= Free Burma Coalition =

The Free Burma Coalition was created in 1995 as an umbrella organization for the Free Burma movement. Under the leadership of Zarni, then a graduate student at University of Wisconsin–Madison, it galvanized principally American students, attracted much media attention, and helped force over forty multinational corporations to withdraw from Burma, including ARCO, PepsiCo, and Texaco.

The Free Burma Coalition became one of the largest and most effective human rights campaigns in the world, linking groups and individuals across many countries at its height. It used the boycott of Pepsi to highlight corporate complicity in human rights abuses by the military regime in Burma.

On April 26, 1996, USA Today published a cover story about the Free Burma Coalition with a front page picture of Zarni.

From 1995 to 1997, the Free Burma Coalition took over the leadership of the existing boycott of Pepsi. Free Burma Coalition activists ramped up the pressure on PepsiCo until 1997 when the company completely severed its remaining business ties in Burma. The Free Burma Coalition also campaigned successfully for the withdrawal of over forty corporations from Burma, including many apparel companies and several oil companies, such as ARCO, Unocal, and Texaco.

In 2003, Zarni started to express publicly his growing disillusionment with Aung San Suu Kyi's leadership and her policy of sanctions and boycotts. He also attacked what he viewed as the "self-serving ways" of many of his former fellow activists in the Free Burma Coalition and the movement in general. Newspapers inside Burma documented that Zarni had met with members of the military junta during this time. Because, even prior to his perceived coziness with the military and USDP (the political party of the military), Zarni had been regarded by the core network of democracy activists inside Burma as largely an opportunistic fraud, who had not even been in Burma during the 1988 protests, it led to strained relationships between Zarni and other activists. It was unclear whether Zarni expressed his supposed disillusionment of Aung San Suu Kyi's policy only after he was largely ostracized by democracy activists inside the country. It is also unclear whether his meetings with the military fed into his change of heart about sanctions and what relationship he continues to have with the military and its main political party.

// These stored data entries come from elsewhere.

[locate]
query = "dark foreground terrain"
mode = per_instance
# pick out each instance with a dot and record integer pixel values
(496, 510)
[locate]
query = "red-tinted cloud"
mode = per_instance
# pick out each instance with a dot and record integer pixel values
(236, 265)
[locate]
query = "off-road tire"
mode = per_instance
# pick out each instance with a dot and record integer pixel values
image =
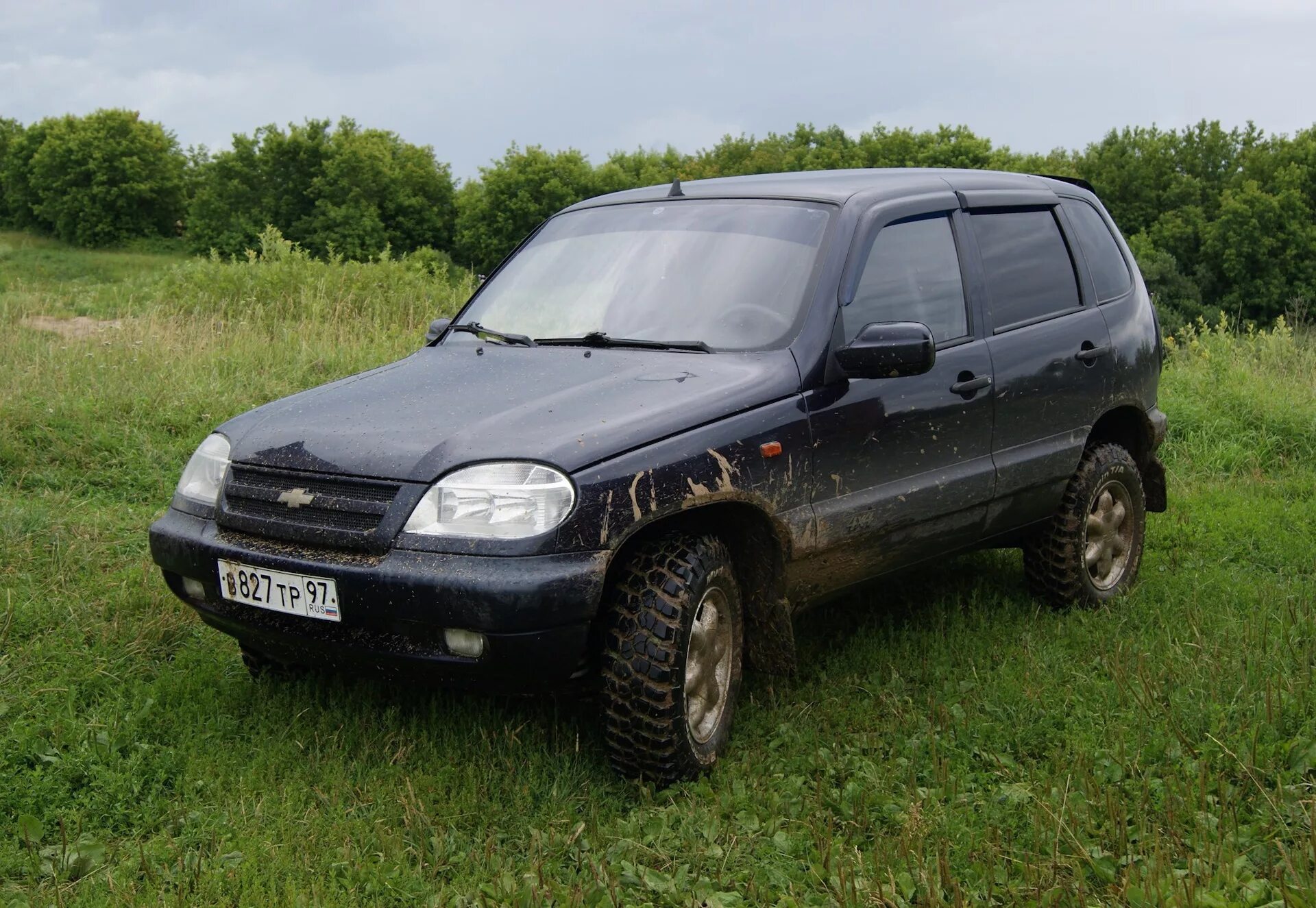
(648, 628)
(1054, 560)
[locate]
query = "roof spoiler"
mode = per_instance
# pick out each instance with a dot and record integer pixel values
(1073, 181)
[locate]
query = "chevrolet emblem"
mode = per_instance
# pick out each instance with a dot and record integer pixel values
(295, 498)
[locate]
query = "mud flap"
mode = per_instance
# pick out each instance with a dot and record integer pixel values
(1153, 484)
(770, 639)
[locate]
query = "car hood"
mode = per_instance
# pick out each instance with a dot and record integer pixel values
(461, 403)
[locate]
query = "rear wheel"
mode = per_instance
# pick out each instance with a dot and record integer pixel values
(672, 659)
(1090, 550)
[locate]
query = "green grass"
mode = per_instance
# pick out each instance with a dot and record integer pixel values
(945, 743)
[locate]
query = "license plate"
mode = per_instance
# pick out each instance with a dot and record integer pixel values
(291, 594)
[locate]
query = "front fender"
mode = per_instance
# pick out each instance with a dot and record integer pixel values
(722, 461)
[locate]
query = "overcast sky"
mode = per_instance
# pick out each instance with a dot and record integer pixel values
(472, 78)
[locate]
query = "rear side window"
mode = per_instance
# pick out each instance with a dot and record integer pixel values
(912, 274)
(1110, 271)
(1027, 265)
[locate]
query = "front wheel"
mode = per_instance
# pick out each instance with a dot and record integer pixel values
(1090, 550)
(672, 659)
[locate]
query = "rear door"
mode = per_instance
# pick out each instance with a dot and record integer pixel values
(903, 465)
(1051, 356)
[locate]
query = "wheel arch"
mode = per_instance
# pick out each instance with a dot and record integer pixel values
(1131, 428)
(759, 550)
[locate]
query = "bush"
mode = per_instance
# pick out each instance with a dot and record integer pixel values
(513, 197)
(350, 191)
(280, 280)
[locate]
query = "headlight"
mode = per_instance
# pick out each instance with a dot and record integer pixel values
(494, 500)
(204, 473)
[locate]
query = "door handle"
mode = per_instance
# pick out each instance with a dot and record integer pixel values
(971, 384)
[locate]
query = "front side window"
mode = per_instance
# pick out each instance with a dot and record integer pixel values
(1027, 265)
(1111, 275)
(912, 274)
(731, 274)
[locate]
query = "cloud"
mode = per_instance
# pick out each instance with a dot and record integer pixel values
(472, 78)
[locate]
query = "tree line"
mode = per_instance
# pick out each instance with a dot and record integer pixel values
(1219, 220)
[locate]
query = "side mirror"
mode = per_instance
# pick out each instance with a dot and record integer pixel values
(888, 349)
(436, 328)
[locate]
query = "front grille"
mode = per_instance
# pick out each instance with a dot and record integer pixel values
(273, 500)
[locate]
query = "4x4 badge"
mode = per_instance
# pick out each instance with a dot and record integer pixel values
(295, 498)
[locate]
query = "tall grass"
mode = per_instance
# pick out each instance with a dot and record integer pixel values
(945, 741)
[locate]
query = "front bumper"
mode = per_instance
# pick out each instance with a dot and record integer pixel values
(535, 611)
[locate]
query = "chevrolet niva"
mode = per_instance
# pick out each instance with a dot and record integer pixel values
(675, 416)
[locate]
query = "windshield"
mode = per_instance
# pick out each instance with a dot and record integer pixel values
(731, 274)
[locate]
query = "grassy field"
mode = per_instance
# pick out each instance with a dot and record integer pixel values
(945, 743)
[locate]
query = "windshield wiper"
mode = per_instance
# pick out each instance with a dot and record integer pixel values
(477, 328)
(600, 340)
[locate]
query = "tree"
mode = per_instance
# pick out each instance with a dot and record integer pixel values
(374, 191)
(515, 195)
(1258, 251)
(353, 191)
(20, 194)
(104, 178)
(11, 131)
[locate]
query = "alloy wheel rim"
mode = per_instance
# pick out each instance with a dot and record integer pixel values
(1108, 535)
(708, 665)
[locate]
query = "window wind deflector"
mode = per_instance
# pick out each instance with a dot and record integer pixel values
(600, 340)
(477, 328)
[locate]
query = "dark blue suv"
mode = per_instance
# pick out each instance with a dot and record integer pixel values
(677, 416)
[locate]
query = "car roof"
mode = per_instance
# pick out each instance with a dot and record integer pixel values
(839, 186)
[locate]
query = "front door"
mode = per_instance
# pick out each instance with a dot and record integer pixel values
(903, 465)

Zarni and a group of Western-educated Burmese dissidents explored alternatives to what they termed as "the sanctions and boycott orthodoxy." In 2003, Zarni switched his position and started to claim that economic sanctions and political pressure by Western countries on Burma was counter-productive and futile as long as China, India, Thailand and other Asian countries continued to do business with and provide political support to the ruling regime.

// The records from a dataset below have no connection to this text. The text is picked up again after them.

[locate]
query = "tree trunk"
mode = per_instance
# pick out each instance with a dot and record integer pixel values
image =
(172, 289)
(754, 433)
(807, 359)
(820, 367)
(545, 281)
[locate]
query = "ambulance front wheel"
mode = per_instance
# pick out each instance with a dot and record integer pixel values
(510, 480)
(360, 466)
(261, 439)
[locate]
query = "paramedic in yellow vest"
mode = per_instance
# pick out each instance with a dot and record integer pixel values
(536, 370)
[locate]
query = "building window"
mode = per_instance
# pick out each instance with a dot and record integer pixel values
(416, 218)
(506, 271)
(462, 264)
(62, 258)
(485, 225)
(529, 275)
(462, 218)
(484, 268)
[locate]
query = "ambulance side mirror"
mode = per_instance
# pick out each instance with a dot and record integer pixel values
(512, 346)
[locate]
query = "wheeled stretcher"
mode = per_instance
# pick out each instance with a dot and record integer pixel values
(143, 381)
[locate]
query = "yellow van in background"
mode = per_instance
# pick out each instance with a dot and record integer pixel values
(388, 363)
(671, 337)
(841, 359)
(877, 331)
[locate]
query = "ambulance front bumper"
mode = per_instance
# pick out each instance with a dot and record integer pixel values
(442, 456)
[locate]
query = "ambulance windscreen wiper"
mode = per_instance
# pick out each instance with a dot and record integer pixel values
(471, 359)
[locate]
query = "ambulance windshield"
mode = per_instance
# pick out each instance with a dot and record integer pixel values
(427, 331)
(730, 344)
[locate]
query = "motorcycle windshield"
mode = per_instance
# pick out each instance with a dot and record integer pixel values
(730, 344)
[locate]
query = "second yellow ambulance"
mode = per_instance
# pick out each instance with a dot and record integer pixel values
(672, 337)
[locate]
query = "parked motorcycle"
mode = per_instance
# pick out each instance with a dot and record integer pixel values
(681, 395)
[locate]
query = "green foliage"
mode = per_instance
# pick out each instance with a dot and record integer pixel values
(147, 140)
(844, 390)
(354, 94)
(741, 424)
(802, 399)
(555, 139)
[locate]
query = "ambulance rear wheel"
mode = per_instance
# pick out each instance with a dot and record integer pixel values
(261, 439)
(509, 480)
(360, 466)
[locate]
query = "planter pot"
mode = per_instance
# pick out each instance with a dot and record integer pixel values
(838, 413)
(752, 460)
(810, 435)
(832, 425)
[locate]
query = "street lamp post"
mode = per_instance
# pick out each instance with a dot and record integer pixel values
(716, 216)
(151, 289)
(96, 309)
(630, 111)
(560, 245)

Following Zarni's change in policy, the staff and virtually all the group's supporters and funders left the Free Burma Coalition and founded the U.S. Campaign for Burma, which maintains the Free Burma Coalition's mission and policies.

More recently, Zarni has recreated himself as an activist, who is the leading voice on social media, in the various transnational campaigns and movements, which claim to advocate for the Rohingya. He has, once again, switched his position, and now advocates for new sanctions to be placed on Burma.

The Free Burma Coalition is now largely moribund, with Zarni as the organization's sole spokesperson. Moreover, Zarni now advocates to have Aung San Suu Kyi and other democracy activists inside the country be put on trial in international criminal court for crimes against humanity against the Rohingya.